三河にとってシーズン終了の舞台となった栃木ブレックスの本拠地、ブレックスアリーナで新シーズンの開幕戦を迎えることになったが「悔しい負け方をした場所で開幕戦をできることを光栄に思います」とコメント。

そして雪辱を果たすべく、開幕2連勝への強い決意を見せる。「栃木はメンバーも監督も変わってまた違うバスケになると思いますが、去年の悔しい負けを僕らは誰一人忘れていない。しっかり去年のディフェンディングチャンピオン相手で注目度が高い中で2連勝していけるように準備をしていきます」

さらに警戒するポイントとして「すべての攻撃が田臥(勇太)さんから始まるので、そこにしっかりプレッシャーをかけることで少しでもオフェンスを狂わせていきたい。ディフェンスの要の遠藤(祐亮)さんに対しては、ファウルトラブルでベンチに行かせるように僕も積極的に攻めていきたい」と語る。

新スタイルはオフェンスに優れたタレントを生かす試み

ハーフコート主体の三河が、オールコートで外からどんどんシュートを打つオフェンスに移行すれば大きな驚きだが、一方で今オフの補強を見るとそれも妥当な流れだ。アルバルク東京から3ポイントシューターの松井啓十郎、レバンガ北海道からランニングプレーに優れた西川貴之、京都ハンナリーズから高速ドリブルが魅力の村上直。このように補強した選手は新たなスタイルへの相性抜群。また、「4番ポジションがジェイアールしかいないのもあるので、そこで西川だったりが4番になったりして、早い展開にしようと常々言っています」(比江島)と新シーズンのメンバー構成に合った戦い方とも言える。

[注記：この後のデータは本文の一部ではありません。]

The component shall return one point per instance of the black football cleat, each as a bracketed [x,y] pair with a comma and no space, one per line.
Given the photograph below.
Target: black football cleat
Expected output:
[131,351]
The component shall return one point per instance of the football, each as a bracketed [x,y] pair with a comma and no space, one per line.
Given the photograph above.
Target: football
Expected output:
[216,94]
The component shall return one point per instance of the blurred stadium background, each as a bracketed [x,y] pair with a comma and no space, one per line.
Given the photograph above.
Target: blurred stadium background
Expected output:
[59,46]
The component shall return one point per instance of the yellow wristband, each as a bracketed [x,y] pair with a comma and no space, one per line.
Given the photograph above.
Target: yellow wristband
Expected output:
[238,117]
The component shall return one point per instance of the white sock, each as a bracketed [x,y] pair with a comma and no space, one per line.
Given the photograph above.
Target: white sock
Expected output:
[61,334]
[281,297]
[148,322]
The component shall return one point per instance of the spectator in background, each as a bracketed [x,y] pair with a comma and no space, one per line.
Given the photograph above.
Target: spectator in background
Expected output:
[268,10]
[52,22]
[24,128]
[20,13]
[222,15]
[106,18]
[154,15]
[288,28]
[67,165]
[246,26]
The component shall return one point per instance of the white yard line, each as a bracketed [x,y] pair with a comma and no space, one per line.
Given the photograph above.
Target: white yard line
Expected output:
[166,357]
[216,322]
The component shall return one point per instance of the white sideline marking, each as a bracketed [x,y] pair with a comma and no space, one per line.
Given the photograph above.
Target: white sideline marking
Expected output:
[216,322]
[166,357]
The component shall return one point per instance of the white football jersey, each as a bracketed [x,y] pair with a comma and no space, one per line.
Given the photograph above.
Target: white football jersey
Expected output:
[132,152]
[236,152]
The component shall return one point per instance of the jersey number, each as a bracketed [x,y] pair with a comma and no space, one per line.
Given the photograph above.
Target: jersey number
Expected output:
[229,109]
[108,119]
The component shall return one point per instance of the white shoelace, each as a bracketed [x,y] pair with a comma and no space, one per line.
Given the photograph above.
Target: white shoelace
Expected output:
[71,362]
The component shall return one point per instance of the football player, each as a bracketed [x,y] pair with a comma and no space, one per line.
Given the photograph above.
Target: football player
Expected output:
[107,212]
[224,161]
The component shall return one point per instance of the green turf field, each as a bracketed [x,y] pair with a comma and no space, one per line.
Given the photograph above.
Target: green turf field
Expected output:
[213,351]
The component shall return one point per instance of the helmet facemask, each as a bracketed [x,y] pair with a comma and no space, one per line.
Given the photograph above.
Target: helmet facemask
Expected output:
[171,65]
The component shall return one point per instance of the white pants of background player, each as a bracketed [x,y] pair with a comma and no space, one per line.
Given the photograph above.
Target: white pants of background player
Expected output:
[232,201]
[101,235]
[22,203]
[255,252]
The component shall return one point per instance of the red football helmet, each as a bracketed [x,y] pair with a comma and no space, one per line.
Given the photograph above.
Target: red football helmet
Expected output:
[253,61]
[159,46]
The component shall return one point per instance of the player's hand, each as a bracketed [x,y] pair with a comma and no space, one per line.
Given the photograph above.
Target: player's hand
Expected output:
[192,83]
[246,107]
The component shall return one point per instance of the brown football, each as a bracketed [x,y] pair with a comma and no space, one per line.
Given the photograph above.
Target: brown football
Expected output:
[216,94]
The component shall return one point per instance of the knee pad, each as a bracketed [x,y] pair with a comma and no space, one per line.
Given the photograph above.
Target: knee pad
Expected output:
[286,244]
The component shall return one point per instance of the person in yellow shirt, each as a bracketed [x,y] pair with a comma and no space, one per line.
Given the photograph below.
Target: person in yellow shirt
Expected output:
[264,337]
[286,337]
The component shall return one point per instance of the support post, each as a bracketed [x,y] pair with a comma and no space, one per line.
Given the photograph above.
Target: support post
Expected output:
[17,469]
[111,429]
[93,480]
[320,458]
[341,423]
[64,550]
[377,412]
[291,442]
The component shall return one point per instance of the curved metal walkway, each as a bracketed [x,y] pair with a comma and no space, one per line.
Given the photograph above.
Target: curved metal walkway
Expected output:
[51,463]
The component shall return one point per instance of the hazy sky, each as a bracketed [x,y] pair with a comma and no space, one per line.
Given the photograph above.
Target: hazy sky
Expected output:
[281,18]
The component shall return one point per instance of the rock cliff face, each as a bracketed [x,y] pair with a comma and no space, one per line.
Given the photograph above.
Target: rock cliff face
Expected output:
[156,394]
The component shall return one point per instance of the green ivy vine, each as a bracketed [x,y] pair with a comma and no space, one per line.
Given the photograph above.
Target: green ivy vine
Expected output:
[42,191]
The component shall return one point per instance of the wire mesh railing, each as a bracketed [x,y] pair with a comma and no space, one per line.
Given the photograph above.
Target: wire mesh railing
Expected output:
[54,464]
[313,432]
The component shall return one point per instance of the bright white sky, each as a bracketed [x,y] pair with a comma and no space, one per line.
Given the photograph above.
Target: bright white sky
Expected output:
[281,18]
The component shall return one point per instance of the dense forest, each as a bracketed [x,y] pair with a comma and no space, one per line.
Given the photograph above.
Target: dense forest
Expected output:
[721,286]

もちろん桜木とバッツは健在で、慣れしたんだ重量感のあるハーフコートオフェンスはいつでも展開可能。「最後の4クォーターの勝負どころまでは、言い方は悪いですがガチャガチャやっていい。時には一人で持っていって、そのまま一気にシュートまで攻めきるくらいのイメージでやっていこうと思っています」と、両方の持ち味をうまくミックスさせたいと比江島は語る。

当然、変化には痛みも伴う。このアップテンポスタイルの完成に向けては困難も出てくるだろう。だが、少なくとも比江島を始め三河の選手たちは新たなチャレンジを歓迎している。「ワクワクしていますか?」との問いに、「それはめっちゃあります。みんなも面白いとか、楽しいとか思っています。三河にはオフェンスに優れたタレントが揃っているので、良い試みだと僕は思います」と力強く答えてくれた。

新シーズンの三河が果たしてどんなオフェンスを展開するのか、開幕に向けて大きな楽しみがまた一つ増えた。